Los 21 puntos de la Coalición por una Radiodifusión Democrática ya son ley

Miles de militantes de organizaciones sociales y políticas, las dos centrales de trabajadores, organismos de derechos humanos, universidades nacionales, gente de la cultura, artistas y periodistas que apoyaron la iniciativa, se nuclearon en Argentina frente al Congreso Nacional para acompañar el debate que terminaría convirtiendo en ley el Proyecto de Servicios de Comunicación Audiovisual.

La votación en particular terminó de madrugada pero, a diferencia de otras veces, no se caracterizó por su opacidad o desconocimiento público.

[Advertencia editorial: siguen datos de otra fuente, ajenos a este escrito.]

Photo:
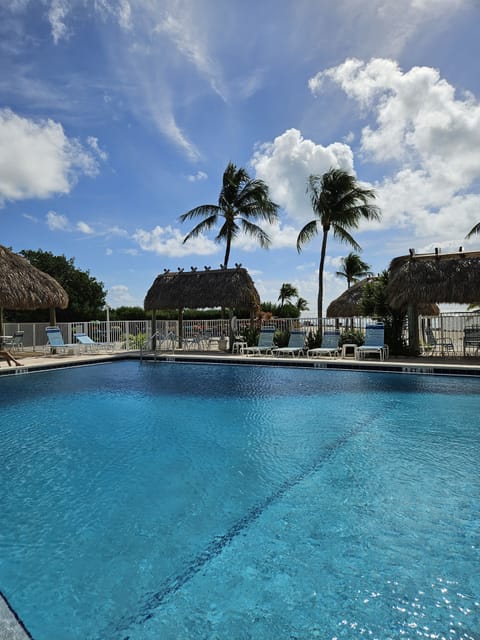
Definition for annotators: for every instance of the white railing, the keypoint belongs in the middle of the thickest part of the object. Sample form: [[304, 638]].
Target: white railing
[[131, 335]]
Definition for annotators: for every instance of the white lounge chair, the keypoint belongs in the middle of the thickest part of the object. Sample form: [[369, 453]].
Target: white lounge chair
[[329, 346], [265, 342], [55, 343], [374, 342], [296, 345], [90, 346]]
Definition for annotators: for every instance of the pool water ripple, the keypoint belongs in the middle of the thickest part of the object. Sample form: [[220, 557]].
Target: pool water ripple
[[212, 502], [217, 545]]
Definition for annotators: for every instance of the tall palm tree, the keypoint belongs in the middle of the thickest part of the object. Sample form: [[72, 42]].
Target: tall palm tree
[[339, 203], [354, 268], [241, 200], [301, 304], [287, 292]]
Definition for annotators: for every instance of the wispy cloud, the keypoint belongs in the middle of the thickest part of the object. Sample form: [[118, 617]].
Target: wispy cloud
[[200, 175], [57, 13], [56, 221]]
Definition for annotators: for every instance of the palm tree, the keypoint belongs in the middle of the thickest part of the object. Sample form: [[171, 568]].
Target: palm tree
[[339, 203], [473, 231], [354, 268], [287, 292], [241, 200], [302, 304]]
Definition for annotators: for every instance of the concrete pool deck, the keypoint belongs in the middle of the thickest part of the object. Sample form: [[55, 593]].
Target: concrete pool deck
[[454, 365], [11, 627]]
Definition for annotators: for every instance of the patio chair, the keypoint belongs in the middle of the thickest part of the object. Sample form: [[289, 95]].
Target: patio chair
[[296, 345], [90, 346], [329, 346], [437, 345], [374, 342], [265, 342], [55, 343], [15, 343]]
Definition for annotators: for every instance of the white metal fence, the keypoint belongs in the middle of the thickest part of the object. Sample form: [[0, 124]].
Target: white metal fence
[[135, 334]]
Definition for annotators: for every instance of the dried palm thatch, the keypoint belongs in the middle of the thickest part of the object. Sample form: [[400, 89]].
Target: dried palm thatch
[[23, 286], [203, 289], [347, 305], [450, 278]]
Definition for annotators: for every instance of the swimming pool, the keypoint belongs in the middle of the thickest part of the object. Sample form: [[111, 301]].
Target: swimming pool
[[175, 501]]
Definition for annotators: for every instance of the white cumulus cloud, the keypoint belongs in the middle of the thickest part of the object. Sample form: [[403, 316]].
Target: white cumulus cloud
[[119, 296], [85, 228], [431, 134], [286, 163], [168, 241], [200, 175], [37, 159]]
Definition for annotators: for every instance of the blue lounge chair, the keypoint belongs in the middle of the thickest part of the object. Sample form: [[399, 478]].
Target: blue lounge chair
[[90, 346], [55, 343], [265, 342], [296, 345], [374, 342], [329, 346]]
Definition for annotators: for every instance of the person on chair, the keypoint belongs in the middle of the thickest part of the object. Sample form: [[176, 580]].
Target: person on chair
[[6, 355]]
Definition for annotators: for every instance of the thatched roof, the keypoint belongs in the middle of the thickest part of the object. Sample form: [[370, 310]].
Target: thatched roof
[[347, 305], [202, 289], [23, 286], [450, 278]]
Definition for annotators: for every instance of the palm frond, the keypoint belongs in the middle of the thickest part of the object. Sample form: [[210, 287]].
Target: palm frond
[[204, 210], [472, 232], [309, 231], [342, 234], [204, 225]]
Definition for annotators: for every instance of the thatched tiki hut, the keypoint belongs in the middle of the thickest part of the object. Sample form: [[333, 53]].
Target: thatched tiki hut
[[347, 305], [23, 286], [232, 288], [432, 278]]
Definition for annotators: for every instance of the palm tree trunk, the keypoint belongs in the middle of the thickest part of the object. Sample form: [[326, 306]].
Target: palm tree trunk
[[320, 277], [227, 252]]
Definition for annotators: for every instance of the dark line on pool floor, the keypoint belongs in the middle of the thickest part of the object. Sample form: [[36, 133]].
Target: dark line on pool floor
[[215, 547]]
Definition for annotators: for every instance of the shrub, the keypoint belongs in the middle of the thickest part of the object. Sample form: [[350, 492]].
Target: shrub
[[314, 339], [352, 336]]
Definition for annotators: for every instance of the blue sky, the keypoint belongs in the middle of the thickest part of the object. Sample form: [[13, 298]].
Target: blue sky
[[117, 116]]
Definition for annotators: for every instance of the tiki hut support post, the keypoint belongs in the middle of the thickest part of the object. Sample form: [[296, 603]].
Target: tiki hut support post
[[180, 327], [413, 337]]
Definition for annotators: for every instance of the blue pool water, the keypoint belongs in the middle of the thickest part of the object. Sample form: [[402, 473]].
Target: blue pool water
[[176, 502]]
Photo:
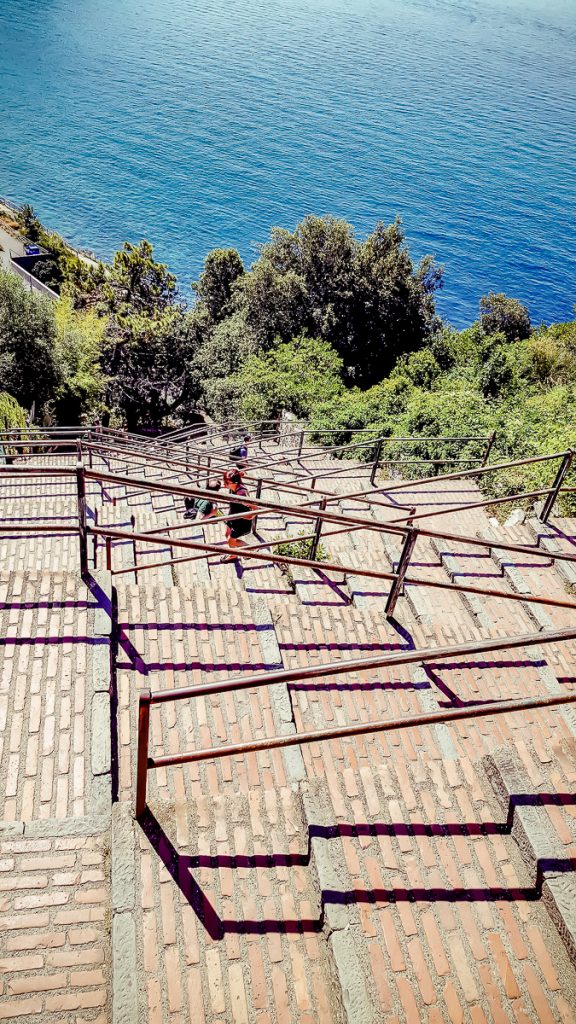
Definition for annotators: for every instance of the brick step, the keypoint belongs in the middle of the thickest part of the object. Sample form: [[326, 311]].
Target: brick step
[[558, 535], [182, 636], [230, 915], [54, 924], [54, 705], [435, 915]]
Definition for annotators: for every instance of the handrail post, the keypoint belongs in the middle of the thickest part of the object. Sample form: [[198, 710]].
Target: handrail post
[[82, 529], [141, 762], [317, 532], [95, 542], [134, 551], [396, 589], [258, 495], [376, 462], [489, 448], [550, 500]]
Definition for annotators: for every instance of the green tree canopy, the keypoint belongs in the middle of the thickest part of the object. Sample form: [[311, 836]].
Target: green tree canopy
[[295, 376], [137, 284], [80, 337], [222, 267], [499, 314], [29, 367], [367, 299]]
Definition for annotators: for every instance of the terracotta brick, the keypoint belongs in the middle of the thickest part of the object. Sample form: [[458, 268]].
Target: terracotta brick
[[85, 978], [281, 997], [215, 986], [173, 981], [22, 964], [391, 938], [441, 964], [76, 1000], [259, 996], [80, 935], [379, 972], [409, 1004], [22, 921], [453, 1004], [537, 994], [37, 983], [46, 940], [238, 994], [421, 972], [19, 1008], [76, 957], [155, 1013], [196, 1003], [543, 957], [503, 967]]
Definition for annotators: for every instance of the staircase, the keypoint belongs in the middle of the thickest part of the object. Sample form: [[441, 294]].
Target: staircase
[[418, 875]]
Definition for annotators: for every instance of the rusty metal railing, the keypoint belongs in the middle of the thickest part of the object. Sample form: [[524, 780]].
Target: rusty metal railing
[[145, 763]]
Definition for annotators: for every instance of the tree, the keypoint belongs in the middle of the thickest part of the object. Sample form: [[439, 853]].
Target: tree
[[80, 394], [221, 353], [29, 368], [136, 284], [222, 267], [499, 314], [366, 299], [295, 376], [29, 223], [11, 415], [150, 368]]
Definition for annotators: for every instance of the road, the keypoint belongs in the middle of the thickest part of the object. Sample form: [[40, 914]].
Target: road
[[9, 245]]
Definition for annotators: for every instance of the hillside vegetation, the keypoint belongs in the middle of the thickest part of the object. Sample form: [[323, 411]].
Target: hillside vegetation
[[338, 331]]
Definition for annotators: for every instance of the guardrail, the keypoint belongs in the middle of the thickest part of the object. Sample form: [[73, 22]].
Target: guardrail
[[319, 516], [148, 698]]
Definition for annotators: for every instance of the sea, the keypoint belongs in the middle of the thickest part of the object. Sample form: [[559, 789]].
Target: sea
[[203, 123]]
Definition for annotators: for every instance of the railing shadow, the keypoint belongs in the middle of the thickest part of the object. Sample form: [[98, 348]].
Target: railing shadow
[[180, 866]]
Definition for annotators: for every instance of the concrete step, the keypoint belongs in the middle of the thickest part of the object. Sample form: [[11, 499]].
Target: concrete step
[[54, 696]]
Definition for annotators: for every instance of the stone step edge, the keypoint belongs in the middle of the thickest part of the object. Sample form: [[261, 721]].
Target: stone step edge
[[537, 841], [548, 542]]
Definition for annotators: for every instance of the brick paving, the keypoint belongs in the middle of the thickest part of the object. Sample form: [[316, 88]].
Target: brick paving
[[378, 879], [54, 944]]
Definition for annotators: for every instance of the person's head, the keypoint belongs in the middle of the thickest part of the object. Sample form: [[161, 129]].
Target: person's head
[[233, 479]]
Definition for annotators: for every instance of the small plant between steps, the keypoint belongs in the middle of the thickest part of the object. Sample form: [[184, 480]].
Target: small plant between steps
[[298, 548]]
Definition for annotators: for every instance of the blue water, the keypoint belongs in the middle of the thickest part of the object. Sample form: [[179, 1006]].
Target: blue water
[[202, 123]]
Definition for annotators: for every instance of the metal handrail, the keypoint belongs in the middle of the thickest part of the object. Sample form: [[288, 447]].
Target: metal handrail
[[147, 698]]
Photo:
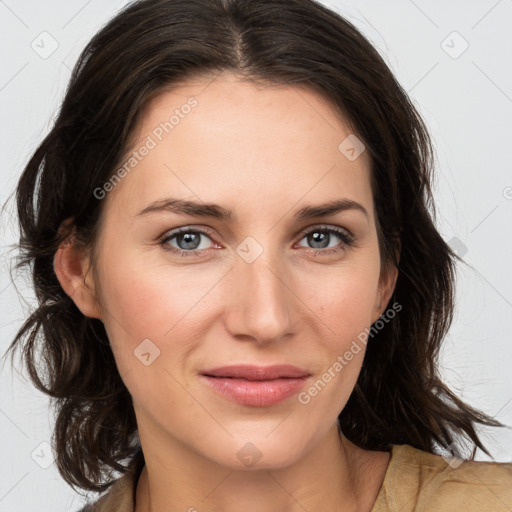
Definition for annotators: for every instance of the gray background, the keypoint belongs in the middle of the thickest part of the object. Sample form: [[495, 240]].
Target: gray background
[[465, 98]]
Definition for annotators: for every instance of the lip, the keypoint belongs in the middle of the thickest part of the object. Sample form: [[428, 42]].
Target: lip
[[256, 386], [253, 372]]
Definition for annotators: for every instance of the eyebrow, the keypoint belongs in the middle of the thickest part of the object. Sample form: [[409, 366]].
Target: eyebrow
[[196, 209]]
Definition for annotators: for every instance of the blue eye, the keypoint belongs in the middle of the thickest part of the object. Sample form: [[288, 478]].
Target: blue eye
[[188, 240]]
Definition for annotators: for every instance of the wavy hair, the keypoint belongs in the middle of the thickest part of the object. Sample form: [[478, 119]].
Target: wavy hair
[[148, 47]]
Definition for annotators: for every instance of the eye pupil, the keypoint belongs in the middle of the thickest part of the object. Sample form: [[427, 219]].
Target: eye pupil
[[318, 236], [189, 240]]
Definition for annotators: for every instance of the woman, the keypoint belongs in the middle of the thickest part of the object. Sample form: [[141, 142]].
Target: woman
[[242, 291]]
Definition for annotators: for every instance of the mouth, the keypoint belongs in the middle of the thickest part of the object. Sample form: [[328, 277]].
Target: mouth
[[257, 373], [256, 386]]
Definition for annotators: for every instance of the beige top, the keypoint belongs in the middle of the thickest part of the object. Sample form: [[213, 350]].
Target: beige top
[[415, 481]]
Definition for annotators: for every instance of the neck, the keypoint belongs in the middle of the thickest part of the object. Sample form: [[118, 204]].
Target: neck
[[334, 475]]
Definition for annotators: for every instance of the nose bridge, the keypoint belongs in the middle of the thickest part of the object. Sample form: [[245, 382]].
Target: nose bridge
[[262, 300]]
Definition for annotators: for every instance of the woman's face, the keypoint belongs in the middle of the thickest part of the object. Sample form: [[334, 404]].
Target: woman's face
[[259, 288]]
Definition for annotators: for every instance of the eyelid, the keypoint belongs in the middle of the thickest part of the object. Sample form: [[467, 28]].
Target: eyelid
[[344, 234]]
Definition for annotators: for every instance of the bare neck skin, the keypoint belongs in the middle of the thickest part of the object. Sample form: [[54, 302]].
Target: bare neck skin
[[334, 475]]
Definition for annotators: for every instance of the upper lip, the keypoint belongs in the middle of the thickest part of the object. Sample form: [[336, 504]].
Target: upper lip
[[252, 372]]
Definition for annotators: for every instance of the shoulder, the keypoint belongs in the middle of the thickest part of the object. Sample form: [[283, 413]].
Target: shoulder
[[418, 480]]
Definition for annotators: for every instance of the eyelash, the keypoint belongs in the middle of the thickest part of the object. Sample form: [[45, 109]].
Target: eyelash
[[347, 240]]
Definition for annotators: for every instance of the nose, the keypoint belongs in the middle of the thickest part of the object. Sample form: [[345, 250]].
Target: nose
[[261, 300]]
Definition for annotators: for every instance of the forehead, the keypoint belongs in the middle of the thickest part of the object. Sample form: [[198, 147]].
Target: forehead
[[216, 139]]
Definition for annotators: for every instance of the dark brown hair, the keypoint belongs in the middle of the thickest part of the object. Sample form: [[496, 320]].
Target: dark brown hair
[[150, 45]]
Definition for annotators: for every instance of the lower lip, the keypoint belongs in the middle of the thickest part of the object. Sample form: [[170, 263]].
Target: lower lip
[[255, 393]]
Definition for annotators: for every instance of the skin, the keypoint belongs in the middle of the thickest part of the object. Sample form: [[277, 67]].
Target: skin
[[263, 152]]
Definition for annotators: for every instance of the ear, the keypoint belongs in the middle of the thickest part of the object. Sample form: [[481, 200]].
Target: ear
[[386, 287], [72, 268]]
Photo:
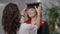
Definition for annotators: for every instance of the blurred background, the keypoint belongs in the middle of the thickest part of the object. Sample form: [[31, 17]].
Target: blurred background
[[50, 12]]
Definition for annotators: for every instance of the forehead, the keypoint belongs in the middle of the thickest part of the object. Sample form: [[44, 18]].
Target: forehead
[[31, 8]]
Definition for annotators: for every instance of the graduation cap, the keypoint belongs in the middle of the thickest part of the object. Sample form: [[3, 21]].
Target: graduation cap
[[32, 5]]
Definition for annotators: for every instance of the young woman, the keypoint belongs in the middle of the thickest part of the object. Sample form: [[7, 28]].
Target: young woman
[[11, 18], [34, 18], [13, 22]]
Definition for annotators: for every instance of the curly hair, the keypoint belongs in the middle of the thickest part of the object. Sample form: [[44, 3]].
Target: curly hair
[[11, 18]]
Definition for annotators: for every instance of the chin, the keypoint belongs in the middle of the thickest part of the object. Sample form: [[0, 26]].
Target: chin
[[30, 16]]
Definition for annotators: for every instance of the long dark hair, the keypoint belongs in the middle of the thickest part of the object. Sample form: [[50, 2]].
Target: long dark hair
[[10, 18]]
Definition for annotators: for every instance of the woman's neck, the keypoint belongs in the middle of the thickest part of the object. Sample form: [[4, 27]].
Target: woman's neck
[[33, 19]]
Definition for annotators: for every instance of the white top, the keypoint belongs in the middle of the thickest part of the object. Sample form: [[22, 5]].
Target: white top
[[27, 29]]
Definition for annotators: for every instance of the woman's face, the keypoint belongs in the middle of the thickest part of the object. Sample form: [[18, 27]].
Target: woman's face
[[31, 12]]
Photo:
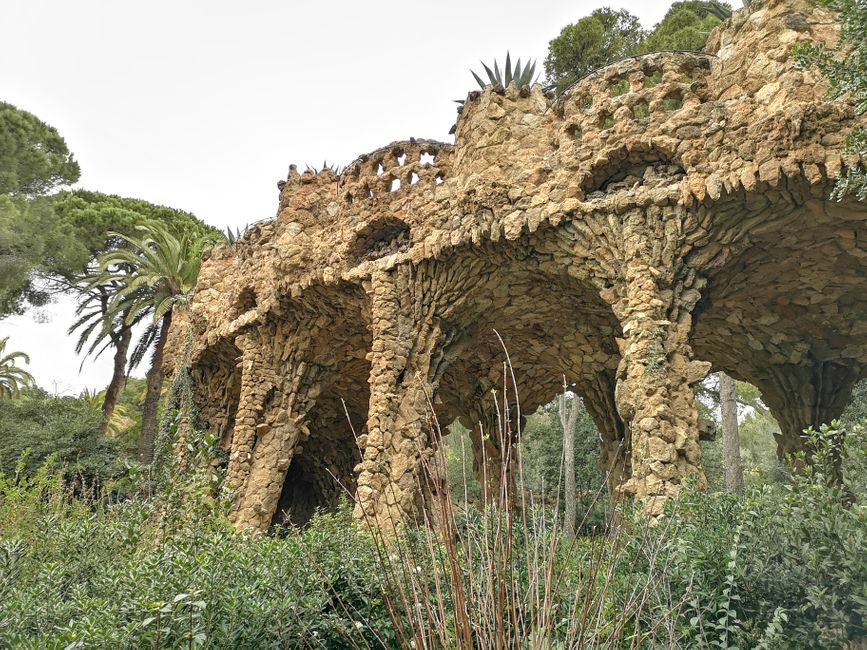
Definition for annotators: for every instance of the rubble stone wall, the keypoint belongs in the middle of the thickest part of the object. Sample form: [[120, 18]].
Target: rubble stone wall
[[665, 216]]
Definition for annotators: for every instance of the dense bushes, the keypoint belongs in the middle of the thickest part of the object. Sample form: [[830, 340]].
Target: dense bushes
[[777, 568], [36, 425]]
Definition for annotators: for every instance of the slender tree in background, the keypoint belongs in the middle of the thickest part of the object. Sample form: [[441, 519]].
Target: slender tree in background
[[12, 378], [731, 438], [164, 272], [569, 408]]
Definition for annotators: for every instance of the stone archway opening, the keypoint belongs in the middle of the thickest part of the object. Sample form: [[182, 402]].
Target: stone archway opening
[[551, 325], [322, 471]]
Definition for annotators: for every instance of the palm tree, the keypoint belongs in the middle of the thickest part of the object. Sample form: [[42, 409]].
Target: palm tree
[[96, 326], [121, 419], [157, 273], [12, 378]]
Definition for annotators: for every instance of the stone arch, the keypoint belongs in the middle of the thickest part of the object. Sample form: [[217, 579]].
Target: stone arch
[[631, 167], [788, 323], [552, 324]]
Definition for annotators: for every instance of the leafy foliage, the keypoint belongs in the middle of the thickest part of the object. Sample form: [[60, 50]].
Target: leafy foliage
[[37, 425], [34, 158], [607, 35], [686, 26], [845, 68], [773, 569], [12, 378], [592, 42]]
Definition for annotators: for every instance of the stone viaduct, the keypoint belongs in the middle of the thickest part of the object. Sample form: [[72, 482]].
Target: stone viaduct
[[665, 216]]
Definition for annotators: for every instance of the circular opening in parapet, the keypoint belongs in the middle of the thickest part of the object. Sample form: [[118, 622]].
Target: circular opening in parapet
[[382, 237], [245, 301]]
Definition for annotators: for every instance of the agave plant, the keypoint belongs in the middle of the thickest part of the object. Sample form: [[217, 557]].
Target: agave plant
[[12, 378], [232, 236], [525, 76]]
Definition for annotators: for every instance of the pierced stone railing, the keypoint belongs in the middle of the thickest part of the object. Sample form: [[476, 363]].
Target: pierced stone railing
[[632, 92], [394, 171]]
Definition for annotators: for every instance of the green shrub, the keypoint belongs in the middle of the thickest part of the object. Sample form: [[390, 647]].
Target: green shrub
[[36, 425]]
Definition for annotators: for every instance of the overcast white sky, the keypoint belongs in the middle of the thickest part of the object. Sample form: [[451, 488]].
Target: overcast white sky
[[203, 106]]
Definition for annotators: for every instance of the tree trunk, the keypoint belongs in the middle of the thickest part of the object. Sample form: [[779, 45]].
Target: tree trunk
[[152, 396], [731, 438], [117, 378], [568, 420]]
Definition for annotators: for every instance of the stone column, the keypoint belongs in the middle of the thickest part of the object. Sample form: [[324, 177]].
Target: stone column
[[654, 378], [405, 365], [257, 384], [805, 396], [272, 434]]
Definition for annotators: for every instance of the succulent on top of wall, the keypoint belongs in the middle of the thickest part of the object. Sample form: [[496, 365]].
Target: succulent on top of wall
[[500, 79]]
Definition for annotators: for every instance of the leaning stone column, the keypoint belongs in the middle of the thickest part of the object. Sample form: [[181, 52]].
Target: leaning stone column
[[277, 428], [656, 371], [257, 382], [405, 362]]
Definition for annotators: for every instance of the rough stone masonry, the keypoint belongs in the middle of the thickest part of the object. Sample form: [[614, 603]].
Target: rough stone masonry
[[665, 216]]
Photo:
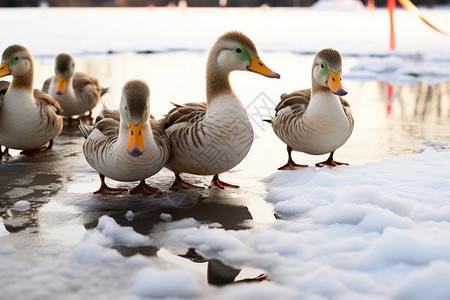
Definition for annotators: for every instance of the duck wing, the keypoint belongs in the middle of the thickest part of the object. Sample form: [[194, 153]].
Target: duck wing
[[108, 123], [298, 101], [188, 112]]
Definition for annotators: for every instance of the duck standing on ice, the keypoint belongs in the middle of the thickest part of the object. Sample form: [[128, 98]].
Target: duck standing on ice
[[318, 120], [76, 92], [29, 119], [127, 144], [213, 137]]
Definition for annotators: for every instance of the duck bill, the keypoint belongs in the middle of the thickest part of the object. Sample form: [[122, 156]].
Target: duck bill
[[259, 67], [60, 85], [4, 69], [136, 143], [335, 84]]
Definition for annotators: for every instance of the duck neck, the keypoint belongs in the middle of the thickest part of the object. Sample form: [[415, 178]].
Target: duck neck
[[316, 87], [217, 81], [24, 81]]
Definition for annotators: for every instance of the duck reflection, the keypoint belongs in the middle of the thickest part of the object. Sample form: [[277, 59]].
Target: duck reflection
[[209, 206]]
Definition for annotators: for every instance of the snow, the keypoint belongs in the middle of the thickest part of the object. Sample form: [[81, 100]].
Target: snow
[[357, 232], [166, 217], [162, 283], [379, 230], [129, 215], [22, 205]]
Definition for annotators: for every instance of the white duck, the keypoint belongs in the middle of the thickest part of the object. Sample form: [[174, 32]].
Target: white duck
[[213, 137], [76, 92], [318, 120], [29, 119], [127, 144]]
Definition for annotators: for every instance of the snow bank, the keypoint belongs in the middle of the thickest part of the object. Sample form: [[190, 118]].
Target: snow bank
[[96, 248], [377, 231], [167, 284]]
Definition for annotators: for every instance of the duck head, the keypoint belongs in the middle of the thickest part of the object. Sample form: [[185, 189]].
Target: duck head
[[16, 61], [135, 111], [235, 51], [64, 70], [327, 71]]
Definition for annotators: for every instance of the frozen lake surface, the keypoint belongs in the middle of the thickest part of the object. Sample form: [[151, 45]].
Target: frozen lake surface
[[377, 229]]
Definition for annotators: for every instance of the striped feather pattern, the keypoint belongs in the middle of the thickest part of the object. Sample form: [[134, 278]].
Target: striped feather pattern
[[210, 142], [319, 130], [28, 121], [105, 149]]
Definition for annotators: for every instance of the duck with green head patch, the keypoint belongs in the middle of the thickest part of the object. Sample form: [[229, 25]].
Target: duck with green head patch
[[213, 137], [29, 119], [318, 120]]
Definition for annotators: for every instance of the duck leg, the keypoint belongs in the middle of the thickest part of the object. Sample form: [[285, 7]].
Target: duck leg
[[104, 189], [291, 165], [39, 150], [143, 188], [179, 183], [330, 162], [88, 117], [216, 182]]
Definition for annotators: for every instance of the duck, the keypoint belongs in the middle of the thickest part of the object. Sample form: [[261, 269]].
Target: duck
[[29, 118], [76, 92], [127, 144], [212, 137], [317, 120]]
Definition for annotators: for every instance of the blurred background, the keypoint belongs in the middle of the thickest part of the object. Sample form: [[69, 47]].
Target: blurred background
[[189, 3]]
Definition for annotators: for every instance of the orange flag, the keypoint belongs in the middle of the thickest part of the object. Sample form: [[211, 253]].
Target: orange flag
[[408, 5]]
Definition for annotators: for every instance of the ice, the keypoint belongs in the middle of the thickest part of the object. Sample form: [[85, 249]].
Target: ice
[[166, 217], [22, 205], [353, 232], [129, 215], [433, 276], [374, 231], [119, 235], [167, 284]]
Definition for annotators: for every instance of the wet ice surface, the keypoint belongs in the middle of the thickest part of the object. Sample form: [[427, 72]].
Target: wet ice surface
[[67, 241], [377, 229]]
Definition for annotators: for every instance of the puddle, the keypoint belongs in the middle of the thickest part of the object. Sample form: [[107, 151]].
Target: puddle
[[389, 121]]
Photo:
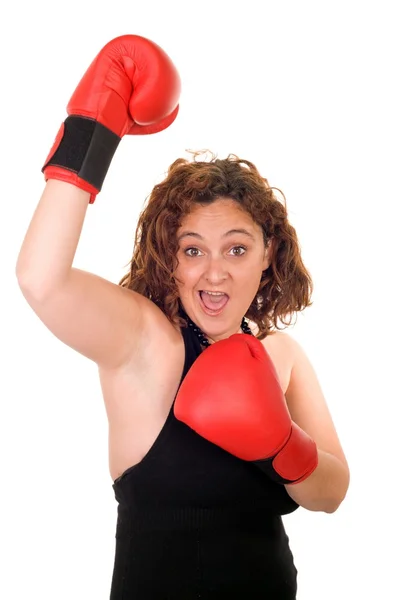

Al contrario, el tema—que llevó meses de discusión en foros, audiencias públicas organizadas por el Parlamento, y cobertura en todos los medios de comunicación—tuvo una impactante instalación pública, por la feroz campaña en contra de las principales empresas periodísticas del país. Tanto quienes impulsaron la iniciativa, como los que la resistieron, siguieron muy de cerca la sanción de una ley que fue filmada paso a paso por todos los canales de televisión.

Al fin se pudo

La ley fue aprobada el 10 de octubre, siete meses después de que la presidenta Cristina Fernández presentara el anteproyecto—el 18 de marzo pasado—para su discusión en foros públicos, antes de su envío al Congreso. La iniciativa oficial se inspiró en los 21 puntos elaborados por la Coalición por una Radiodifusión para la Democracia. En este colectivo participan redes de radios comunitarias como el Foro Argentino de Radios Comunitarias (FARCO) y la Asociación Mundial de Radios Comunitarias de Argentina (AMARC); cooperativas; gremios de prensa, televisión, actores y músicos vinculados a la Central de Trabajadores de Argentina (CTA) y la Central General de Trabajadores (CGT); organizaciones sociales y de derechos humanos; periodistas y académicos, sobre todo de las carreras de Ciencias de Comunicación del país.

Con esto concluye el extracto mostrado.